Elsewhere, Trump’s mandate decries the National Museum of African American History and Culture’s reexamination of White hegemonic societal values, such as “the nuclear family” and “individualism,” and their historical influence on non-White communities, echoing recent campaigns by Conservative lawmakers targeting critical race theory in public school curricula.

The order also references an upcoming exhibition at the Smithsonian American Women’s History Museum, allegedly focused on “the exploits of male athletes participating in women’s sports.” (Hyperallergic was unable to find any such exhibition on the museum’s website.) Trump’s order further prohibits the institution from “recogniz[ing] men as women in any respect,” carrying on his administration’s heavily criticized attacks on trans, non-binary, and gender fluid individuals by mandating essentialist concepts of gender. 

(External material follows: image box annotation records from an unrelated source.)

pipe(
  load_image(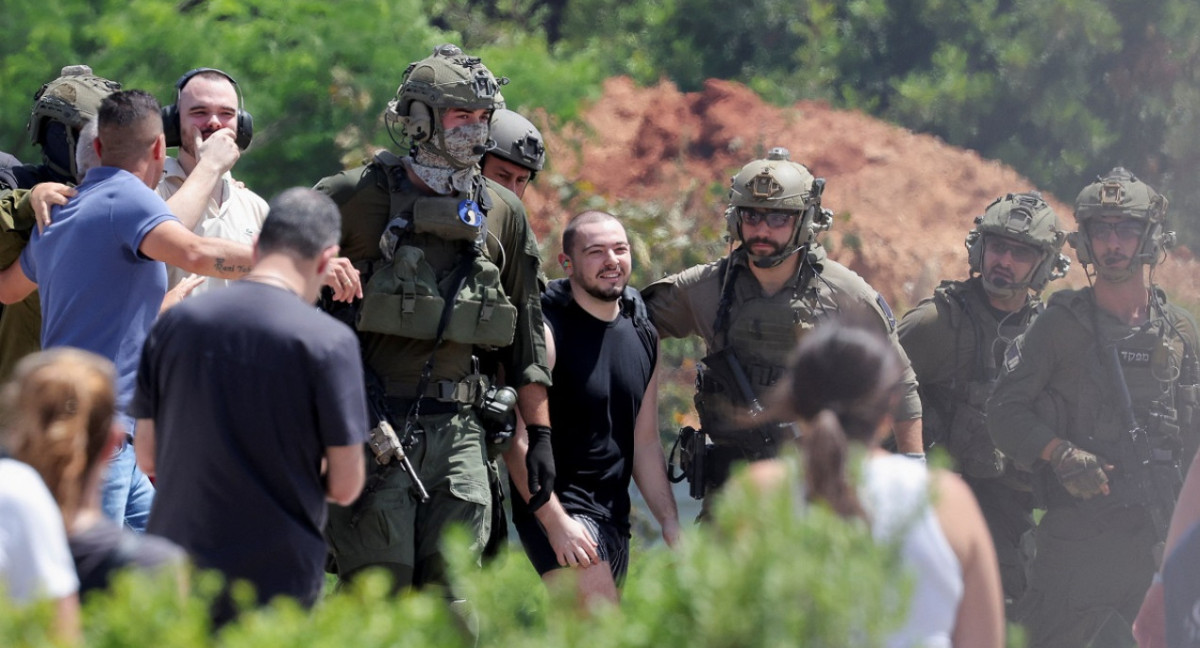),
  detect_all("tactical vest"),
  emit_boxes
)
[919,281,1042,477]
[356,151,517,348]
[1036,292,1200,509]
[695,257,817,451]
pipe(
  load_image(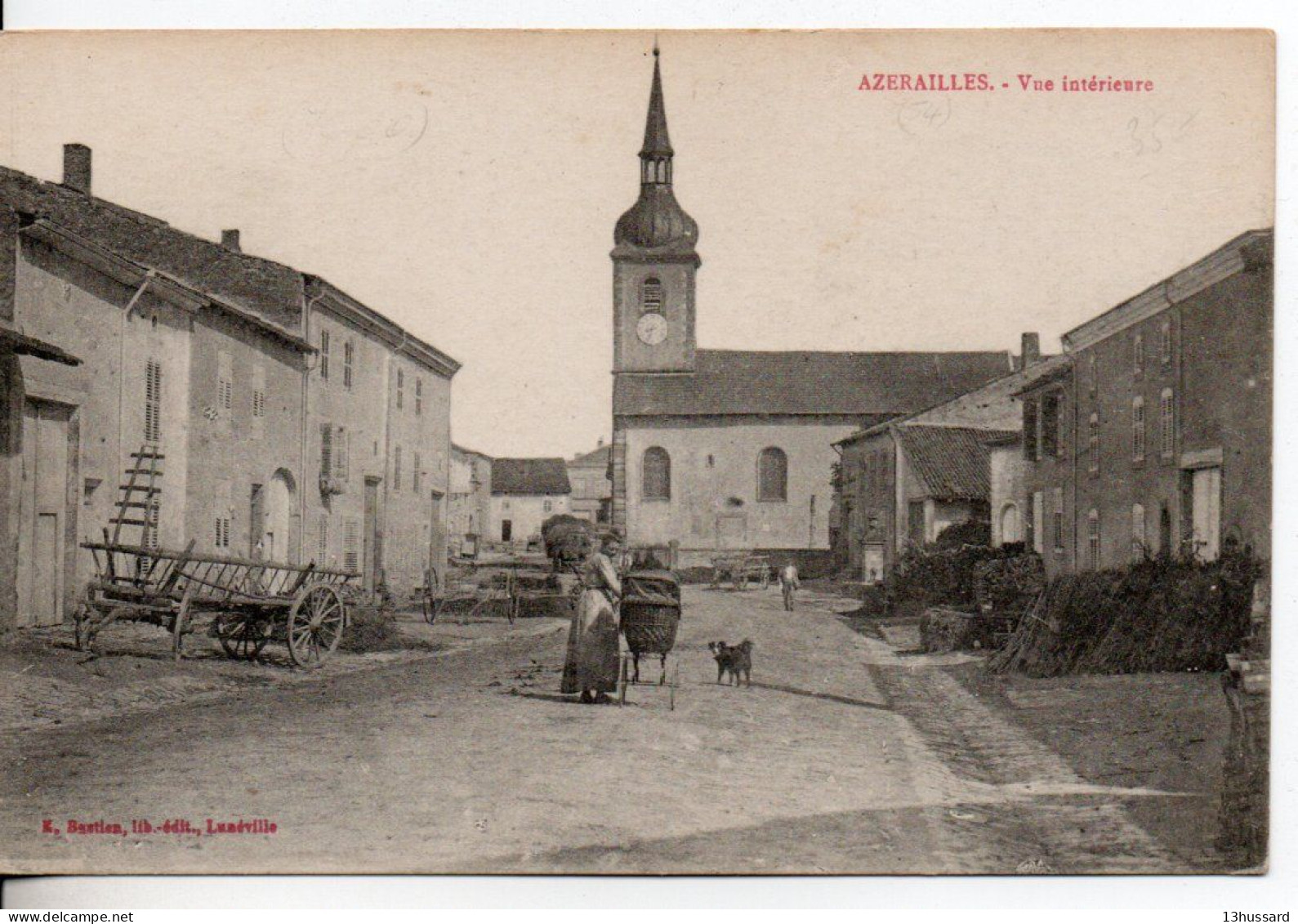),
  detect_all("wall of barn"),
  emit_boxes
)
[14,239,192,599]
[383,355,450,593]
[302,307,390,587]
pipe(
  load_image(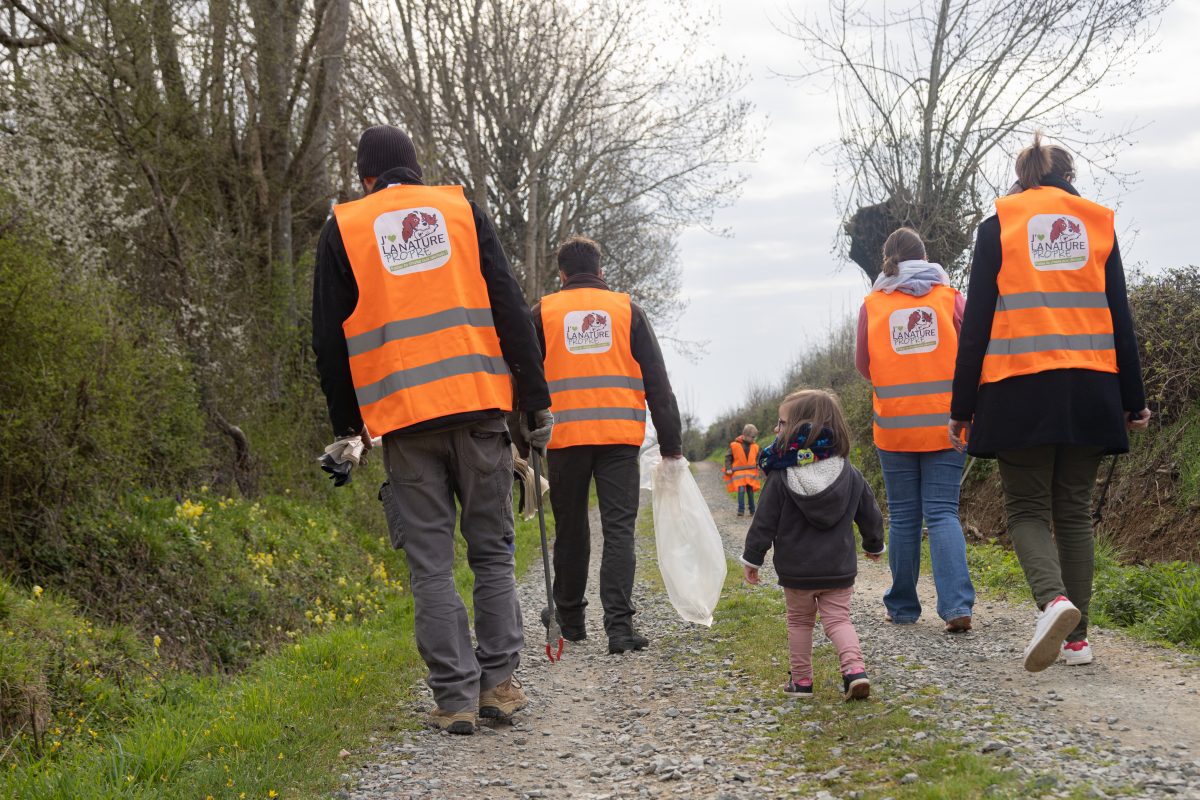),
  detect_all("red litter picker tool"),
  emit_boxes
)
[529,438,563,663]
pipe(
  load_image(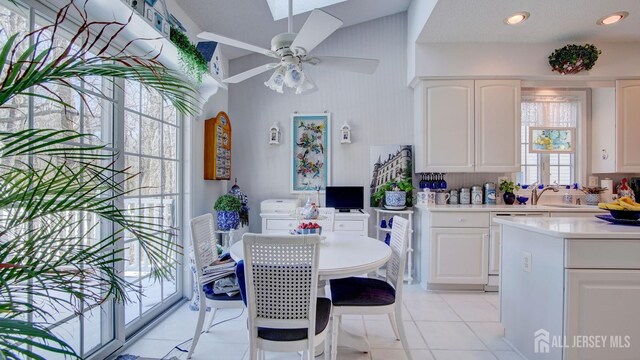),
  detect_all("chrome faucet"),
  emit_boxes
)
[531,182,560,205]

Last month, the National Park Service removed references to trans and queer people from its website, including erasing the “T” and “Q” from the LGBTQ+ acronym and deleting mentions of trans and gender non-conforming people from the description of the 1969 Stonewall Rebellion. The move immediately drew outrage from queer rights activists and civil rights advocacy groups. 

Trump’s order also directs Secretary of the Interior Doug Burgum to carry out the reinstallment of dismantled or altered monuments and memorials. Earlier this month, Burgum called for a sweeping review of all public monuments across the country as part of an effort to expand energy production.

Hyperallergic has contacted the Smithsonian Institution and its affiliated museums for comment, specifically inquiring about any immediate actions the organization will take as a result of the executive order.

The mandate is the latest Trump directive aimed at tightening the administration’s grip over cultural institutions and undoing decades of hard-won achievements against racism, sexism, and other forms of hate. In January, Trump’s order to terminate Diversity, Equity, Inclusion, and Accessibility (DEI) programs and initiatives led both the National Gallery of Art and Smithsonian Institution to shutter their diversity offices and scrub related terminology from their websites.

“First Trump removes any reference of diversity from the present — now he’s trying to remove it from our history,” said Democratic Congresswoman Jasmine Crockett of Texas in an X post about the Smithsonian order. “Let me be perfectly clear — you cannot erase our past and you cannot stop us from fulfilling our future.”